The generation of artists continues, among them: Arturo Lopez Rodezno, his technical ability was aided by his professional training in the areas of engineering and inclined him towards decorative muralism, among his works stand out: the mural of the National Development Bank; the collection of 17 themes set in tiles that he made to decorate the Toncontin international airport, the mural of the Banco Atlantida building in Tegucigalpa; he painted the so-called "Mayan Corridor" of the National School of Fine Arts, among others.
The 1950s marked a new era in power relations, the dictatorship had been exhausted as a model of political control, and the working class reemerged with a fervent force for demands and the need for greater democratic openness to consolidate their organizations. From these conjuncture and political conditions, the National School of Fine Arts was inserted in this dynamic by organizing the participation of Honduran artists in the three editions of the Hispanic American biennials of art: The First Hispanic American Biennial of Art developed in Spain, the II Biennial made in Havana, Cuba and the III Biennial Hispanoamericana, made in Barcelona.
After the fifties, a series of artists appeared that confirmed the advance of our plastic tradition. These artists had their best achievements at the end of the fifties, but especially in the sixties and seventies.
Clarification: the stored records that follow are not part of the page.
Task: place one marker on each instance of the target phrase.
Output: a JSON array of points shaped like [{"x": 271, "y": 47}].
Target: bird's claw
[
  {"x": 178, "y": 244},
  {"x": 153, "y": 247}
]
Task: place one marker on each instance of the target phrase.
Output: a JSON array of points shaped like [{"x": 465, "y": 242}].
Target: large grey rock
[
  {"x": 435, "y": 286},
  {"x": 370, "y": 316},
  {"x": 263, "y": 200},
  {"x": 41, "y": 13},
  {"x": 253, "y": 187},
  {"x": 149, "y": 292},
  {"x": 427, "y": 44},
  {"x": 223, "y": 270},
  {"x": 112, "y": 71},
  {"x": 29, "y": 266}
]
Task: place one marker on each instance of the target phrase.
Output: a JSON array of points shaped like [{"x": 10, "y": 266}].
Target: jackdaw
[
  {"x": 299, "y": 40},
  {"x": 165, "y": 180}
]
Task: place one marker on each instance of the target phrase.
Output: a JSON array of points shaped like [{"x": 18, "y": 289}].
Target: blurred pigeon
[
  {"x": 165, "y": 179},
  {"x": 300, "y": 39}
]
Following is their profile:
Alvaro Canales, among his most outstanding works are: a collection of "Mining Faces" three in total, two of them are in the Central Bank of Honduras and one in the National Autonomous University, has also left three murals, two in tile and one in fresco, the first two in commercial buildings, one is in Banco del Ahorro Hondureño of Tegucigalpa, another mural is in the Hotel Sula, in the city of San Pedro Sula and the third in the Main Auditorium of the university campus.
There are many more artists in the pictorial production: Ricardo Aguilar, most outstanding works: "Carnival", "Afrocubanism", "Original Sin", "Time, limit and space", "Spring" and "Dynamism"; Miguel Angel Ruiz Matute; most outstanding collections: "El Cantar de los Cantares" (The Song of Songs), from this collection are worthy of special mention, the individually titled "La primera caricia" (The first caress) and "El beso" (The kiss); for the purposes of the Nacional Identity Museum (MIN), the mural with an interpretation of the history of Honduras, completed for the main building of the Banco Atlantida, where the artist develops a history of the culminating periods of the passing of the country, bringing unity through a sequence of money that comes from the supposed pre-Columbian use of cocoa until the creation of the current currency.
Mario Castillo, with proposals ranging from portraits, landscapes, still lives and prints of the customs, his work "Jacob's Dream" is one of the masterpieces of Honduran plastic art. Carlos Guillermo Garay is recognized as the most traditional landscape artist in Honduras. Dante Lazaroni Andino, influenced by the Mexican school, his first stage was developed under the canons of a nationalist expressionism, aimed at exalting patriotic values in the face of any form of transculturation. Benigno Gomez, the World Federation of United Nations Associations, appointed maestro Gomez to make one of his works entitled "Las Palomas" (The Pigeons) the image of the UN commemorative stamp.